Wenn man mit Idrassi selbst spricht, dann verfliegen Zweifel an seiner Integrität ohnehin sehr schnell (was natürlich noch kein sicherheits-belastbarer Beweis ist 🙂 ); er ist enthusiastisch und gibt auch eigene Fehler unumwunden zu – wie etwa die im Audit bemängelte Verwendung veralteter und unsicherer Komprimierungs-Softwarebibliotheken. Obwohl mittlerweile auch aus der Open-Source-Community zahlreiche Beiträge zum Programmcode kommen – bislang ist VeraCrypt halt im wesentlichen ein Ein-Mann- und Freizeit-Projekt; und die Ressourcen von Mounir Idrassi sind begrenzt.

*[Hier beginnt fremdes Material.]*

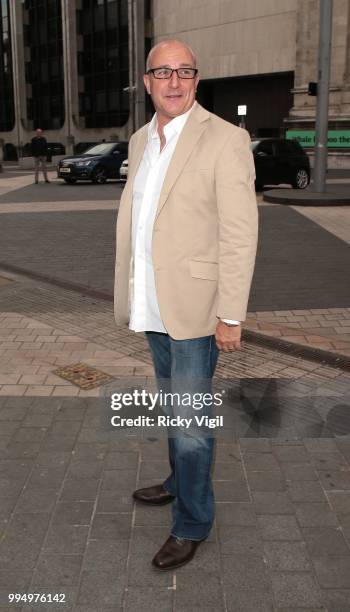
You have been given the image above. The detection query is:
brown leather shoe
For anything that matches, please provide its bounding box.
[152,536,202,570]
[132,485,175,506]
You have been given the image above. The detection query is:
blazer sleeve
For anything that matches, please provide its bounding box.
[215,128,258,321]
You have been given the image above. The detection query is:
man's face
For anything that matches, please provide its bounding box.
[143,43,199,124]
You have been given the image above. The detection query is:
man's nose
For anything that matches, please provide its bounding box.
[169,70,180,87]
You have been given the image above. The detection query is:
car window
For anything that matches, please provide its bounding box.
[85,142,114,155]
[116,142,128,155]
[255,141,274,155]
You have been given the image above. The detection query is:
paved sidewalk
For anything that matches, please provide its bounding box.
[0,170,350,612]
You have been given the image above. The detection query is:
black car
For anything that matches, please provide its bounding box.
[252,138,310,189]
[57,142,128,185]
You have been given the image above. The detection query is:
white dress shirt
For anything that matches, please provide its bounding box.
[129,102,239,333]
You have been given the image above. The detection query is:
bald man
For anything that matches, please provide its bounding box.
[31,128,50,184]
[115,40,257,570]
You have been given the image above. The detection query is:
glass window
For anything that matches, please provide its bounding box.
[77,0,129,127]
[24,0,65,129]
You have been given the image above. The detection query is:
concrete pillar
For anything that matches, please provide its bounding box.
[287,0,349,124]
[9,0,30,156]
[134,0,145,130]
[61,0,79,155]
[341,0,350,117]
[127,0,145,137]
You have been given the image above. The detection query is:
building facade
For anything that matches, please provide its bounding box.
[0,0,350,167]
[153,0,350,168]
[0,0,151,159]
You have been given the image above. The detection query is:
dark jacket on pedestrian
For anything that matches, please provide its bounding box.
[31,136,47,157]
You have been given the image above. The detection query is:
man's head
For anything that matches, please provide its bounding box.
[143,40,199,125]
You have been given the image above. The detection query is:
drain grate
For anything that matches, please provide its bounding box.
[52,363,114,391]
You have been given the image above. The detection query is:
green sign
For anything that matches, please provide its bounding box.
[286,130,350,149]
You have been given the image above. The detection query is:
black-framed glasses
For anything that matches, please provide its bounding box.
[147,66,198,79]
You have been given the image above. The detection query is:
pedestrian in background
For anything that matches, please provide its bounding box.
[31,128,50,184]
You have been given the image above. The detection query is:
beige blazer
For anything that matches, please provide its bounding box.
[114,104,258,340]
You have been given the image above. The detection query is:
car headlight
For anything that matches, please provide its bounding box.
[77,159,92,166]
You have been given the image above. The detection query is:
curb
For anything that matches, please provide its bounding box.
[263,189,350,206]
[242,329,350,372]
[0,261,350,372]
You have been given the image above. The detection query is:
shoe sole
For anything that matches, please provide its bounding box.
[133,497,175,506]
[152,540,204,572]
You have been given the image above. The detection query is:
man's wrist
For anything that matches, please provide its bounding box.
[220,319,241,327]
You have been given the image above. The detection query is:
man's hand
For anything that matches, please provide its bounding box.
[215,321,242,353]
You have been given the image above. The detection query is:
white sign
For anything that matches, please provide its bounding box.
[237,104,247,117]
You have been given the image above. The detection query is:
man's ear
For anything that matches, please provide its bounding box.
[143,74,151,95]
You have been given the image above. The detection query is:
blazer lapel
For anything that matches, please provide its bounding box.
[156,104,210,218]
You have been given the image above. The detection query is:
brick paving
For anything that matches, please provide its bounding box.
[0,170,350,612]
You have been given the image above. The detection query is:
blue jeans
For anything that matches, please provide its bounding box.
[146,332,218,540]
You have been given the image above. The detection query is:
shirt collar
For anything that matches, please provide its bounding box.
[148,101,197,141]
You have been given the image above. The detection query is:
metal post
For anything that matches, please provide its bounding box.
[314,0,333,193]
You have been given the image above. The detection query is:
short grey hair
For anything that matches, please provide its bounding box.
[146,38,197,72]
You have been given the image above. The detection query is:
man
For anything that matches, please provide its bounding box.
[31,128,50,185]
[115,40,257,570]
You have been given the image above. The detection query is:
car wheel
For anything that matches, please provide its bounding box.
[292,168,310,189]
[92,168,107,184]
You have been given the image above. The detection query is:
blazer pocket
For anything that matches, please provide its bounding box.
[190,259,218,281]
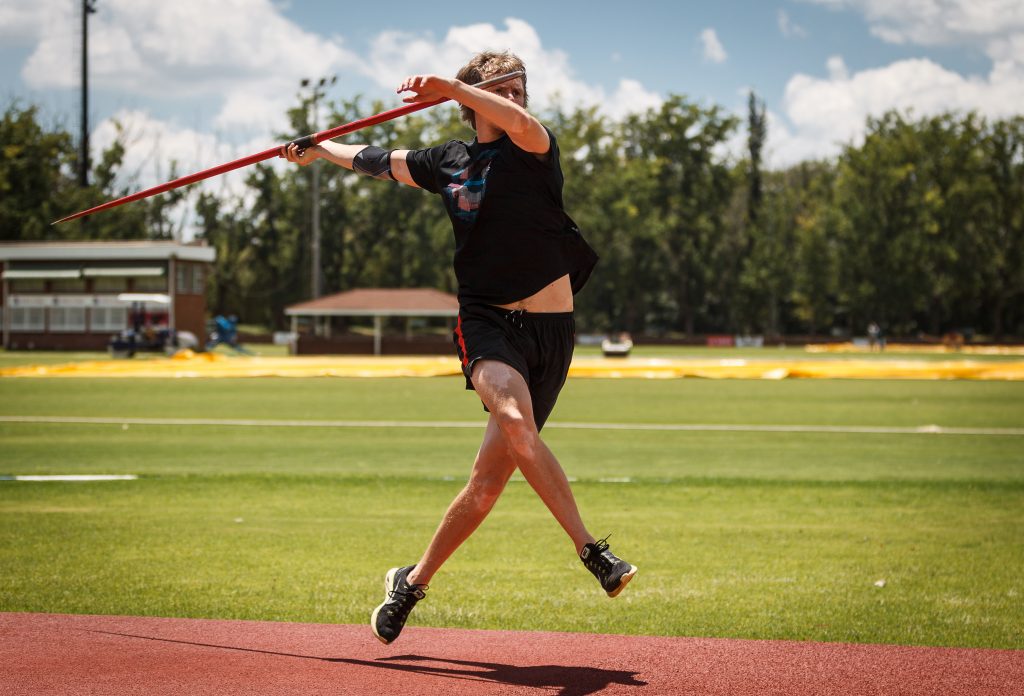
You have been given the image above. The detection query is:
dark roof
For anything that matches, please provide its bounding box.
[285,288,459,316]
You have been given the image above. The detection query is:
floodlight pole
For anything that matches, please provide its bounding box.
[78,0,96,188]
[301,75,338,300]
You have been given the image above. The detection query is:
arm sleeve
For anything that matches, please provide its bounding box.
[406,145,446,193]
[512,126,560,171]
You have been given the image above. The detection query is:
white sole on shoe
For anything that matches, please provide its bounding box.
[608,565,639,597]
[370,568,398,645]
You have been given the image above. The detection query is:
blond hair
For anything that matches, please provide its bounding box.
[455,51,529,130]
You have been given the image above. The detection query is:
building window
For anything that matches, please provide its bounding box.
[193,266,206,295]
[174,261,191,295]
[49,307,85,334]
[132,275,167,293]
[10,278,46,294]
[10,307,46,332]
[89,307,128,332]
[50,278,85,293]
[92,275,128,293]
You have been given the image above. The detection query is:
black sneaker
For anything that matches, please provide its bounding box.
[580,534,637,597]
[370,566,427,645]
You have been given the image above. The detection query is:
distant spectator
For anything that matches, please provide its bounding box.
[206,314,252,355]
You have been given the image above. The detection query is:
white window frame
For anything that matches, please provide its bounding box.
[7,307,46,334]
[47,307,85,334]
[89,307,128,333]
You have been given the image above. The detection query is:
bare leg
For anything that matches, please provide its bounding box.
[409,416,516,584]
[473,360,594,554]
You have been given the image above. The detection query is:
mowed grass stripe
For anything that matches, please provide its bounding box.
[0,416,1024,436]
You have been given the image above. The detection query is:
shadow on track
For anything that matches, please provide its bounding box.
[87,629,647,696]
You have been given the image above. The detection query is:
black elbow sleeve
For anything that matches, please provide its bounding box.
[352,145,394,181]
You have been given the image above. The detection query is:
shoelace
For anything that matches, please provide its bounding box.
[584,534,618,574]
[388,585,427,623]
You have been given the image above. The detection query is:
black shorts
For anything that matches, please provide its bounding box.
[452,304,575,430]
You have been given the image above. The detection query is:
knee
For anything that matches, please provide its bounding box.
[467,476,508,510]
[500,416,540,462]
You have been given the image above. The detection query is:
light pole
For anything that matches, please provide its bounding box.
[300,75,338,299]
[78,0,96,188]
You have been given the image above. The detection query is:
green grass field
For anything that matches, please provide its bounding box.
[0,351,1024,649]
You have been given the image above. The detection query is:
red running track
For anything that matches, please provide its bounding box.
[0,613,1024,696]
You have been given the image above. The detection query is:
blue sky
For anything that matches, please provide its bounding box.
[0,0,1024,190]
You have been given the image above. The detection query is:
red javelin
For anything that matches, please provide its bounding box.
[53,71,523,225]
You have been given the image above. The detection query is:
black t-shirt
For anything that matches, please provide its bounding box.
[407,126,597,304]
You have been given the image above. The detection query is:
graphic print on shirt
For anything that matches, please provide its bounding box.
[444,148,498,224]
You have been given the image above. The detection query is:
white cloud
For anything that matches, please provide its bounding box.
[0,0,61,44]
[777,9,807,39]
[769,0,1024,166]
[361,17,662,118]
[19,0,358,138]
[90,110,284,241]
[700,29,729,62]
[804,0,1024,70]
[769,56,1024,165]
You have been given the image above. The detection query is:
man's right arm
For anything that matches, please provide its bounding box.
[283,140,420,188]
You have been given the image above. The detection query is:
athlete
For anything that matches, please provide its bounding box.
[283,51,637,644]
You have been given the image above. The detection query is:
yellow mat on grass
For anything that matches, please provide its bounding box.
[804,343,1024,355]
[0,351,1024,380]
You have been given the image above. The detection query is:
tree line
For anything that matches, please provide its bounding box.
[0,94,1024,340]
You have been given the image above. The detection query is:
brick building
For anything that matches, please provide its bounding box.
[0,242,216,350]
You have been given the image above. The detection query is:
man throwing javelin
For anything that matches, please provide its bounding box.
[283,52,637,644]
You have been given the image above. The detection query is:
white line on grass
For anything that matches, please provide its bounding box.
[0,474,138,481]
[0,416,1024,436]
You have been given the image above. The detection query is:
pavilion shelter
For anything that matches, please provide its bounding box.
[285,288,459,355]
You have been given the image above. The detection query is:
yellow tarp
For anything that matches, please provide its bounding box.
[6,352,1024,380]
[804,343,1024,355]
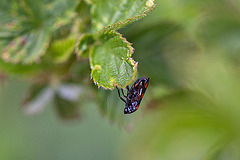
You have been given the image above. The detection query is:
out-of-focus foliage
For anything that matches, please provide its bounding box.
[0,0,240,160]
[120,0,240,160]
[0,0,154,119]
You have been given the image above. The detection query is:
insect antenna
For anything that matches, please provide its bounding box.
[116,86,126,103]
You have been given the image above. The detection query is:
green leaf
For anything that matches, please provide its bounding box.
[0,30,50,63]
[77,34,95,58]
[91,0,154,32]
[0,59,42,75]
[90,31,137,89]
[48,37,76,63]
[0,0,76,64]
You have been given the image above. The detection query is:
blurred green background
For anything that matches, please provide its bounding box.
[0,0,240,160]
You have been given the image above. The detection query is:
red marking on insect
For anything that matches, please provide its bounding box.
[116,77,149,114]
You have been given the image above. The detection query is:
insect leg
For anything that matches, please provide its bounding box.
[127,86,129,91]
[121,88,127,98]
[116,86,126,103]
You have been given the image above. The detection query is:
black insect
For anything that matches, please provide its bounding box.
[116,77,149,114]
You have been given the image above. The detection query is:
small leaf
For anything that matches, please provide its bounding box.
[0,30,50,63]
[90,31,137,89]
[22,85,54,114]
[0,0,77,64]
[92,0,154,32]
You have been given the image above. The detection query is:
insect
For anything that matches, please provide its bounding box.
[116,77,149,114]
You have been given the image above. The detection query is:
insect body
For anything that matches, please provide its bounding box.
[116,77,149,114]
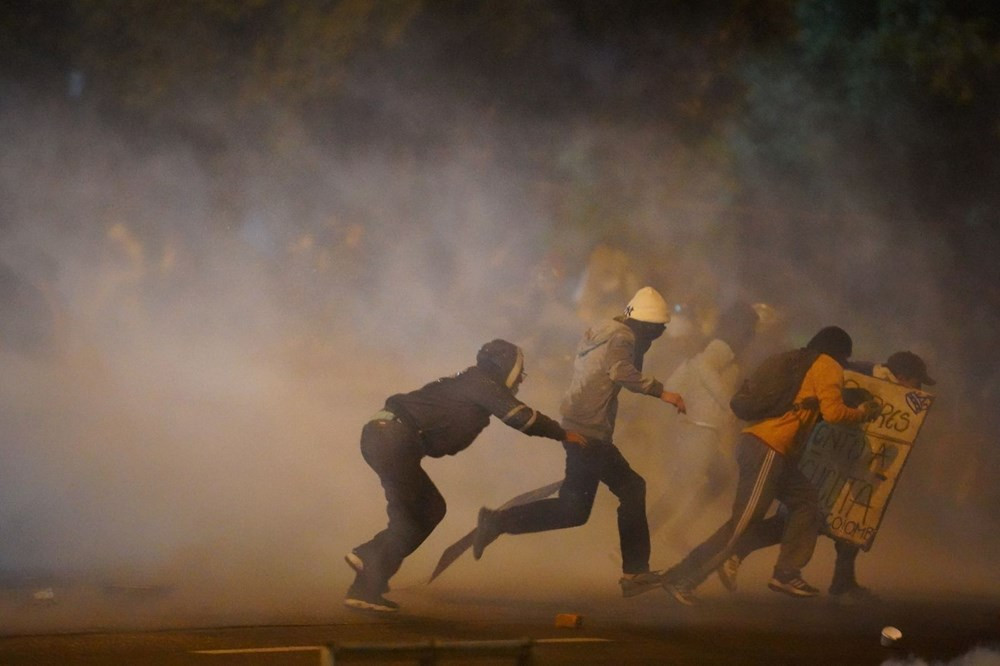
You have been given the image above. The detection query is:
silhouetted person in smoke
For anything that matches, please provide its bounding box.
[344,340,586,612]
[649,301,758,534]
[717,351,936,603]
[472,287,685,597]
[663,326,875,605]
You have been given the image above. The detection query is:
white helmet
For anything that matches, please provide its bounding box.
[625,287,670,324]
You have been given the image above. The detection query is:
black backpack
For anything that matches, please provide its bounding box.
[729,349,819,421]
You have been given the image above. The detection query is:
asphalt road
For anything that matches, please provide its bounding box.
[0,590,1000,666]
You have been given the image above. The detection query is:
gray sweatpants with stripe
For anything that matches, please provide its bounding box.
[667,433,820,585]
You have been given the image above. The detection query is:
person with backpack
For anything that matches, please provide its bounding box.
[716,351,936,604]
[472,287,686,597]
[344,339,587,612]
[663,326,877,605]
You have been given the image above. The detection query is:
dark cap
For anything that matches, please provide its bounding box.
[885,352,937,386]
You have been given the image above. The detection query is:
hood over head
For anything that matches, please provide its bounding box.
[806,326,854,365]
[476,338,524,389]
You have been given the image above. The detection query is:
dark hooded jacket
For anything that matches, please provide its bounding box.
[385,340,566,458]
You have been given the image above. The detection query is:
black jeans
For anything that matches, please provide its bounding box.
[354,420,446,593]
[499,440,649,574]
[667,433,819,585]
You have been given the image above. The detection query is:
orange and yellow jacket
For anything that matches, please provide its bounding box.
[743,354,864,455]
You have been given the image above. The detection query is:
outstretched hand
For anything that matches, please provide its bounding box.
[660,391,687,414]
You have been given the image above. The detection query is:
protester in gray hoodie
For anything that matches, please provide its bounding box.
[472,287,685,597]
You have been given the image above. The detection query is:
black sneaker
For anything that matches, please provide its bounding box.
[344,550,365,573]
[472,506,500,560]
[767,575,819,597]
[344,585,399,613]
[618,571,663,599]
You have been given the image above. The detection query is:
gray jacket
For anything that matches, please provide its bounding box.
[560,317,663,441]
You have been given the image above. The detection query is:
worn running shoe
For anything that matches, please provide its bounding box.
[618,571,663,599]
[767,575,819,597]
[715,555,742,592]
[472,506,500,560]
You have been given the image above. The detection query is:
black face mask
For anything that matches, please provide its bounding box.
[629,319,667,342]
[626,319,667,370]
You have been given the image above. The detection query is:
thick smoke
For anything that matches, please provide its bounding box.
[0,16,996,625]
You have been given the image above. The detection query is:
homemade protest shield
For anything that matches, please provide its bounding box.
[799,370,934,550]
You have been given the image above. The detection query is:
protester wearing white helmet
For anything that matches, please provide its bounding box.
[473,287,685,597]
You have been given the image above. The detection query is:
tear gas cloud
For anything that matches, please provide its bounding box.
[0,35,997,625]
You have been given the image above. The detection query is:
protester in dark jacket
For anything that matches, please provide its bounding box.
[663,326,874,605]
[344,340,586,612]
[716,351,936,604]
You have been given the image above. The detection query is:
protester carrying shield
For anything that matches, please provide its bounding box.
[663,326,876,605]
[344,339,586,612]
[473,287,685,597]
[717,351,936,603]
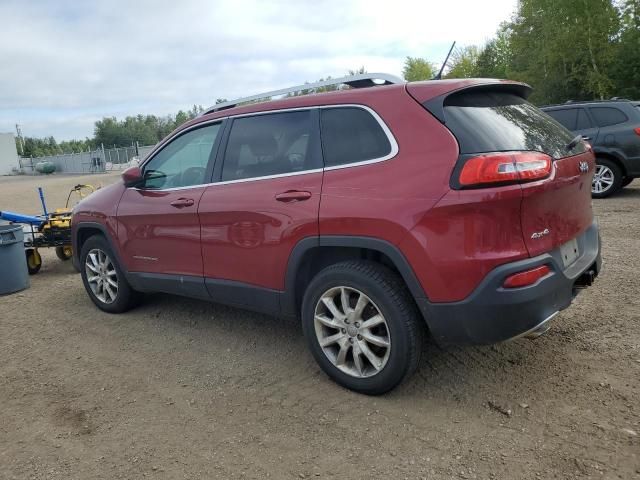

Immerhin ist jetzt auch der russische Entwickler Alex Kolotnikov mit an Bord – er zeichnet für den UEFI-Bootloader verantwortlich. Damit ist nun endlich auch auf neueren Computern und z.B. unter Windows 10 die komplette Verschlüsselung des Systems möglich. Und die ist unbedingt anzuraten, wenn man ein ernsthafteres Sicherheitsbedürfnis hat, als etwa nur die eigene Pornosammlung vor der Ehefrau zu verstecken: Auf einem normalen Windows reißen die unzähligen temporären Datenspuren, die Speicherdumps für den Schlafmodus oder Schnellstart, die Schattenkopien, Miniaturbildchen und automatischen Sicherungen alle Verschlüsselungs-Versuche gleichzeitig mit dem Hintern wieder ein, wie es so schön heißt. 🙂
Das gilt auch, wenn man sein Windows auf einer SSD eingerichtet hat – das Filesystem mit Clustern und Sektoren ist ja nur vorgegaukelt. Tatsächlich kopieren aber der SSD-Controller und Optimierungsalgorithmen wie das Wear-Leveling munter den Inhalt von Flash-Speicherzellen kreuz und quer auf dem Medium herum – zumindest vom Dateisystem her gibt es keine verlässliche Methode, Daten zu löschen. Und ob der „Secure Erase“-Befehl bzw. der Hardwareverschlüsselung des SSD-Hersteller letztlich vertrauenswürdig ist, ist schon wieder eine Frage des Glaubens, nicht des Wissens. Zu wenig für hohe Sicherheitsanforderungen.
Das einzige Szenario, das auch Mounir Idrassi für sicher halten würde: Die fabrikneue SSD komplett als Laufwerk bzw. Partition verschlüsseln und dann „on demand“ mit Veracrypt als logisches Laufwerk zu mounten – in diesem Fall würden ausschließlich verschlüsselte Daten auf die SSD geschrieben, weil Windows das „eigentliche“ Laufwerk für nicht partioniert hält und keinen Zugriff hat. In diesem Fall würden also auch die Wear-Leveling-Mechanismen nur verschlüsselte Speicherzelleninhalte umkopieren.
Auch wenn das noch keine offizielle Ankündigung ist – man kann wohl davon ausgehen, dass das BSI bzw. das Fraunhofer-Institut SIT, das ja Ende 2015 Truecrypt begutachtet hatte, in nicht allzu ferner Zukunft auch den Code von Veracrypt unter die Lupe nimmt. Mit einem zweiten Audit wäre dann auch das Argument eines Zweiflers im Heise-Forum entkräftet, Veracrypt-Programmierer und die Gutachter bei Quarkslab wären Franzosen, für beide würde ein Gesetz gelten, das der französischen Regierung eine Hintertür einräume.
Ein solches Gesetz gibt es nicht, entgegnet Mounir Idrassi – da habe der Zweifler wohl ungare Planspiele bestimmter Politiker mit der Realität verwechselt. Er selbst würde sofort die Arbeit an Veracrypt einstellen und das Projekt öffentlich für beendet erklären, falls irgendjemand von ihm verlange, die Software absichtlich unsicher zu machen.